The Frescobaldi compositions are more bound to the past, displaying the elegant late Renaissance instrumental counterpoint where each line is given roughly equal weight, and entrances are sequential and imitative. The Second Ricercar (Track 14) is typical. Note the second, inverted, entry of the subject. Played on an organ, with its traditional religious associations, it sounds sacred, and indeed Frescobaldi's ricercars (and toccatas, canzonas and versets) were written to be played at specific points during a church service.

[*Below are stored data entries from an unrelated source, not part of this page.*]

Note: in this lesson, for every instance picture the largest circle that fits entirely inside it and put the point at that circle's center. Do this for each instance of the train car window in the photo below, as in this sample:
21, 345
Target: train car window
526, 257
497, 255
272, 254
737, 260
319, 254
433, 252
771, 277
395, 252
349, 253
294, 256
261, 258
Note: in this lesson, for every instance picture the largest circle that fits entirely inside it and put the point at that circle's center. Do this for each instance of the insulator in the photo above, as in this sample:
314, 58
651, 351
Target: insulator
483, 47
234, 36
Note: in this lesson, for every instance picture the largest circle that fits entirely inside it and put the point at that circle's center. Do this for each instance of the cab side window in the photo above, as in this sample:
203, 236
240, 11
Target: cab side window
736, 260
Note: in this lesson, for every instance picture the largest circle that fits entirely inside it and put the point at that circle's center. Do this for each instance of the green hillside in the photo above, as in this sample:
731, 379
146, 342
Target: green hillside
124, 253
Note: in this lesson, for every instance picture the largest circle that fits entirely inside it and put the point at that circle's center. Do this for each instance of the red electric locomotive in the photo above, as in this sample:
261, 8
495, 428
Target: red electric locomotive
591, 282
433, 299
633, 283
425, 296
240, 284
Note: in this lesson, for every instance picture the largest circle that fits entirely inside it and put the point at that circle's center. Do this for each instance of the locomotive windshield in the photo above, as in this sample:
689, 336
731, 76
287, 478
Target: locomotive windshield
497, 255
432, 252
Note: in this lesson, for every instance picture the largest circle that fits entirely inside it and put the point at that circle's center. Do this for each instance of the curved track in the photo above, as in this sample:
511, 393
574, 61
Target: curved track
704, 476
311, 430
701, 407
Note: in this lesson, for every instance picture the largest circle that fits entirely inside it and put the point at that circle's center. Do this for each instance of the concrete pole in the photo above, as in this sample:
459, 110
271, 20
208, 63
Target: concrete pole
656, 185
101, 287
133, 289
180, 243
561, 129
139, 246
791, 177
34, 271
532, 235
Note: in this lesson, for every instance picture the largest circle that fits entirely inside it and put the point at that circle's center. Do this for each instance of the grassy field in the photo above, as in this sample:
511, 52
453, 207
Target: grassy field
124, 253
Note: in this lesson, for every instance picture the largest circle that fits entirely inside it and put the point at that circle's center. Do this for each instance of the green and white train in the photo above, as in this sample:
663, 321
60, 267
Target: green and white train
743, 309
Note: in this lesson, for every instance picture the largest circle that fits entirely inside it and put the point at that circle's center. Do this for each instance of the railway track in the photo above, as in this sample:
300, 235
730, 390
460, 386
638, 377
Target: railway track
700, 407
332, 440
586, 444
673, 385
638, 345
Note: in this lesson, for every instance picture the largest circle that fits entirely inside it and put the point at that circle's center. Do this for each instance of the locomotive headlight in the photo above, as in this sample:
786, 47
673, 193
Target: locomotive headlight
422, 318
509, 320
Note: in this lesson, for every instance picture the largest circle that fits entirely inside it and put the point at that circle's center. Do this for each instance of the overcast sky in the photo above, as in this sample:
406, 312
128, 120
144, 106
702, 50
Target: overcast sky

The collection is exquisitely recorded and performed. For example the descending chromatic scale (the so-called "hard way down" or passus duriusculus) on "moaning and weeping in this valley of tears" in the aforementioned Salve Regina (Track 11 at 2:35) is sung with scarcely any vibrato, proving that a classically-trained singer can display good intonation without relying on continuous vibrato:

Il Pegaso uses a theorbo (sometimes with organ added) as the continuo instrument on the vocal tracks, reflecting the current emphasis on lute-type instruments for this role (a welcome contrast to the stereotypical harpsichord inevitably used in older recordings of this music). One disappointment is the liner notes, which do not include texts and which say little about the compositions themselves. Another quibble might be the somewhat narrow timbral range of the ensemble: three male voices, organ and theorbo. But the Frescobaldi + Monteverdi pairing is well-conceived, making this inexpensive album a worthwhile and unique addition to the library of anyone interested in early Baroque music.